Is a Reverse Mortgage for Seniors for You?

Unfortunately, many senior homeowners have seen large chunks of their retirement disappear, making a reverse mortgage for seniors something they may need to consider. Of course the shaky economy has hit people from all walks of life, but often seniors on a fixed income who may be unable to find work are hit the hardest. A reverse mortgage for seniors may allow you to meet financial obligations which have arisen such as doctor co-pays and prescription drug costs. The ongoing debate is whether a reverse mortgage for seniors is actually the best option for taking care of financial obligations.

What is a Reverse Mortgage for Seniors?

Reverse mortgages are an often-heard buzzword among seniors who are struggling to cover their regular monthly financial obligations. A reverse mortgage for seniors is a particular type of home loan, which allows seniors to convert at least a portion of the equity they have built up in their home into cash. The major difference between a reverse mortgage as opposed to simply refinancing your home is that as long as the senior borrower continues to meet the obligations of the mortgage, there is no repayment required. A reverse mortgage for seniors can also be used to purchase a primary residence if you have a sufficient amount of cash on hand to pay the difference between the price of the home and the proceeds you receive from the reverse mortgage—plus all closing costs.

Requirements and Benefits of a Reverse Mortgage for Seniors

Because of some potentially negative aspects of a reverse mortgage for seniors, many people are a bit leery of entering into such an agreement, even if they are currently in financial distress due to unexpected expenses. There are certain benefits to be had from a reverse mortgage for seniors, especially among the newer plans available.

A reverse mortgage for seniors comes in the form of an FHA or HECM, and requires that the homeowner be at least 62 years old and either own their home outright or have a relatively low balance on their mortgage which can be paid off at closing. Your home must be your primary residence and will either be a traditional single-family home or a duplex, triplex or fourplex in which you reside in one of the units.

The primary benefit of a reverse mortgage for seniors is that you are not required to make monthly principal and interest payments, and you are paid by your lender depending on the payment plan you select. You are still required to pay all necessary real estate taxes, insurance and utilities on your home, but the primary upside to a reverse mortgage is that you will never be foreclosed on or forced to vacate your home due to a missed mortgage payment.

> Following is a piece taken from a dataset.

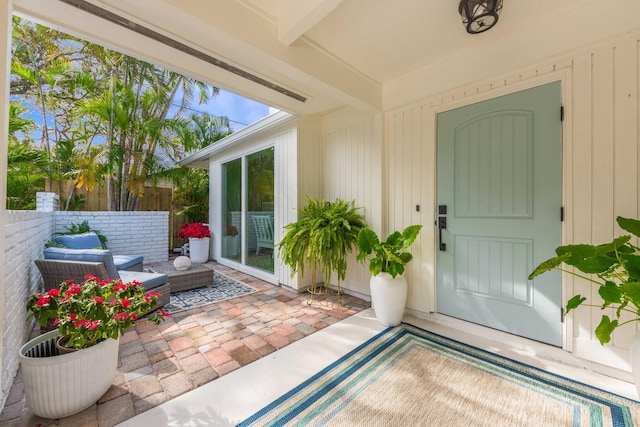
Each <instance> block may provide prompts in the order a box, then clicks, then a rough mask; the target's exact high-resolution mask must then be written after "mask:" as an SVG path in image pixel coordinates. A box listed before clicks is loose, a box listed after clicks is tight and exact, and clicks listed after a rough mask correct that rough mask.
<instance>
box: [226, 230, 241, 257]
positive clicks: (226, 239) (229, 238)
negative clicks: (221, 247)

The Downside of a Reverse Mortgage for Seniors

A reverse mortgage for seniors must still be repaid by you or your heirs. One of the major concerns regarding a reverse mortgage for seniors are the difficulties that can arise should the homeowner become ill, if they are unable to pay their property taxes or become disabled and not be able to keep up the home. Any of these occurrences would require the reverse mortgage to be repaid, although the payments would likely still be smaller than those in a typical mortgage.

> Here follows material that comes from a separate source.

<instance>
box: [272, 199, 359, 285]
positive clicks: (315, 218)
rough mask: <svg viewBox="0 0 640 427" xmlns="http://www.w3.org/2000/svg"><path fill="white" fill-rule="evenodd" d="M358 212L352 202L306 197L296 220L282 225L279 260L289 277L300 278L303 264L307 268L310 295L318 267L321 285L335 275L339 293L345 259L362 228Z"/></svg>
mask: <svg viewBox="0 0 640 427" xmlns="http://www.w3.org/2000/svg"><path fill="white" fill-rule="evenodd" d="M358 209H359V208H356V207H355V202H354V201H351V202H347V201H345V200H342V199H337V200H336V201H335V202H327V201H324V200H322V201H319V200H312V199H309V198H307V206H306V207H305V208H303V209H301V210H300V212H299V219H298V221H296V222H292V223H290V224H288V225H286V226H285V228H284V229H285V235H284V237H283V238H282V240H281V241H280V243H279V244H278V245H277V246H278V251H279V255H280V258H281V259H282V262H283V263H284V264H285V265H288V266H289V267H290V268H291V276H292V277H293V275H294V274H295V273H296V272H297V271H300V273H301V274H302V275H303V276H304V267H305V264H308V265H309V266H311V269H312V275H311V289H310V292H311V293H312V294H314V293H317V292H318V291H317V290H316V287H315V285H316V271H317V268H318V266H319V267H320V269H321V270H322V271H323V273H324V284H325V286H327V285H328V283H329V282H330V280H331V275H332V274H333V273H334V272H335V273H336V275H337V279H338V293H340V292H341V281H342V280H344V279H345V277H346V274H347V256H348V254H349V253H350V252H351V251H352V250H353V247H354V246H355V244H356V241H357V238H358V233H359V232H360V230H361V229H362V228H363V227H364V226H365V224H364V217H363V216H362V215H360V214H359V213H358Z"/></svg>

To recap, your HECM loan must be repaid when you die or sell your home or if you neglect to pay all applicable property taxes or insurance, move to a new residence, fail to live in your home for 12 months in a row, or allow your property to fall into severe disrepair and are unable to keep it from deteriorating. After your death, your senior home will be sold and the estate will first repay the cash you received from the reverse mortgage (plus interest and fees) with the remaining equity in your home going to your heirs as per your stated wishes.